Americans Trust LinkedIn With Their Data, But They Are Wary of Facebook

Insider Intelligence took their pulse on nine major social platforms

LinkedIn's office in San Francisco hapabapa/iStock
Headshot of David Cohen

LinkedIn has earned the trust of social network users in the U.S., according to the annual U.S. Digital Trust Survey from Insider Intelligence. Facebook? Not so much.

Insider Intelligence polled 1,865 people in the U.S. aged 18 through 74 from May 28 through June 3, seeking their perceptions of nine major social networks in five categories of trust: ad experience, ad relevance, community, legitimacy and security. Here’s how the rankings turned out:\

  • LinkedIn
  • Pinterest
  • Snapchat
  • Reddit
  • YouTube
  • Instagram
  • Twitter
  • TikTok
  • Facebook

Facebook was the least-trusted social platform when it came to data privacy, with 32% of Facebook users surveyed at least somewhat disagreeing that they had confidence in the platform to protect their data and privacy, compared with just 10% for LinkedIn.

Insider Intelligence senior research analyst Audrey Schomer said in a statement, “Two years after the Cambridge Analytica scandal, we expect that Facebook’s massive data privacy issues during that time have persisted in public memory and continue to be a black mark on its record. This is likely driving nearly one-third of U.S. Facebook users to continue to view Facebook as a platform that doesn’t adequately protect their data. Our research highlights the great importance of data privacy protections by social networks to ensure that user engagement data isn’t mishandled or misappropriated.”

While 53% of Facebook users polled at least somewhat agreed that the platform protects their data and privacy, that figure still ranked lowest among the nine sites in the study.

Insider Intelligence research associate Daniel Carnahan said in a statement, “To Facebook’s credit, it has made efforts to give users more control over their data through opt-in and opt-out features tied to what data is shared and what ads they’re shown, as well as by increasing its own transparency into what data is collected. Nevertheless, it appears that these efforts are still having only minimal effects on U.S. user sentiment.”

TikTok and Twitter did not fare well, either, as 22% and 21% of respondents, respectively, said they at least somewhat lacked confidence in those platforms’ ability to protect their data and privacy.

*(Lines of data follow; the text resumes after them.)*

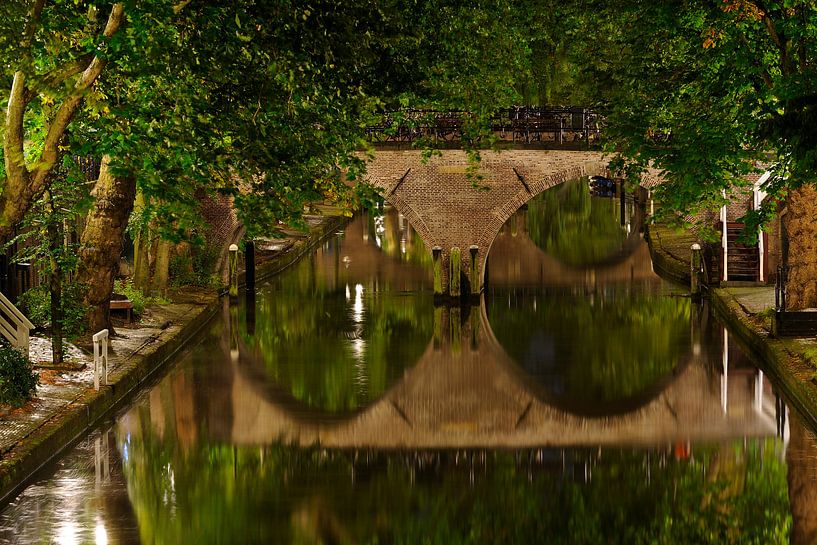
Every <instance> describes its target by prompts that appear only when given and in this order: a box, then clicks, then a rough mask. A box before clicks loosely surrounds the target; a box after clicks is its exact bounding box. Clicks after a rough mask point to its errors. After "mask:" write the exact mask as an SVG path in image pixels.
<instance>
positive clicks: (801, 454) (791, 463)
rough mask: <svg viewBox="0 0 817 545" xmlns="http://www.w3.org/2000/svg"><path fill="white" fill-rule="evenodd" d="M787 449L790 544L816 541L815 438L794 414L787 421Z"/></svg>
mask: <svg viewBox="0 0 817 545" xmlns="http://www.w3.org/2000/svg"><path fill="white" fill-rule="evenodd" d="M789 431H790V434H791V435H790V436H789V444H788V447H787V448H786V464H787V465H788V483H789V502H790V504H791V516H792V525H791V537H790V543H791V544H792V545H814V544H815V543H817V441H815V439H814V435H813V434H812V433H811V432H810V431H809V430H807V429H806V427H805V426H804V425H803V424H802V423H800V421H799V420H798V419H797V417H794V416H793V417H792V418H791V420H790V421H789Z"/></svg>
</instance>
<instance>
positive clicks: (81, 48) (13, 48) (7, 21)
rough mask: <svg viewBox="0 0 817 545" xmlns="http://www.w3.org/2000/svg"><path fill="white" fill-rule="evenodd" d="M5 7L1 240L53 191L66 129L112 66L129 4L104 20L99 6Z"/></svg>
mask: <svg viewBox="0 0 817 545" xmlns="http://www.w3.org/2000/svg"><path fill="white" fill-rule="evenodd" d="M81 8H85V9H84V10H83V11H80V9H81ZM2 9H3V13H2V15H3V16H2V17H0V21H2V22H0V52H2V57H5V58H2V62H0V65H2V66H3V67H4V69H5V70H4V72H5V74H3V79H4V80H5V81H7V82H8V84H9V85H10V91H9V94H8V102H7V104H6V108H5V110H6V112H5V113H6V116H5V117H6V118H5V123H4V126H3V159H4V172H3V174H4V179H2V181H0V189H1V190H2V191H0V241H4V240H7V239H8V237H9V236H10V235H11V233H12V231H13V229H14V226H15V225H17V224H18V223H19V222H20V221H21V220H22V219H23V216H24V215H25V213H26V212H27V211H28V209H29V208H30V206H31V204H32V202H33V201H34V200H36V199H37V198H38V197H39V196H40V195H42V193H43V192H44V191H46V190H47V189H48V187H49V184H50V181H51V177H50V174H51V172H52V170H53V169H54V167H55V165H57V163H58V159H59V156H60V153H59V147H60V144H61V143H62V142H63V139H64V136H65V133H66V131H67V129H68V127H69V125H70V123H71V121H72V120H73V118H74V116H75V115H76V114H77V112H78V111H79V109H80V107H81V105H82V102H83V99H84V97H85V96H86V94H87V93H88V92H90V90H91V88H92V86H93V85H94V83H95V82H96V81H97V79H98V78H99V76H100V74H101V73H102V71H103V70H104V69H105V67H106V65H107V64H108V57H107V48H108V46H109V45H110V43H111V41H112V40H113V38H114V37H115V36H116V34H117V33H118V31H119V29H120V27H121V25H122V21H123V13H124V5H123V4H122V3H116V4H112V5H111V4H108V10H107V17H103V16H102V14H101V13H100V11H99V10H98V9H97V8H96V7H95V6H94V5H86V4H85V3H81V4H79V3H77V2H67V1H65V2H59V1H58V2H51V3H47V2H46V1H45V0H34V1H30V2H25V1H22V0H13V1H11V2H6V3H4V6H3V8H2ZM81 14H84V16H82V15H81Z"/></svg>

Meanwhile, 73% of LinkedIn users in the study and 68% of Pinterest users said they at least somewhat agreed that those platforms protected their privacy and data.

Insider Intelligence

Insider Intelligence said, “Digital trust is important for brands and advertisers to consider because U.S. social users say it impacts whether they will interact with the ads they see on social platforms. Even if security scandals don’t drive users to cease engagement, our data indicates that the trust users have—or don’t have—in social platforms could impact their interactions with ads or sponsored content. In fact, 79% of respondents said whether a platform protects their privacy and data was either extremely or very impactful when it comes to their decision to engage with ads. And 30% of respondents said that whether a platform shows them relevant ads had an extremely or very high impact.”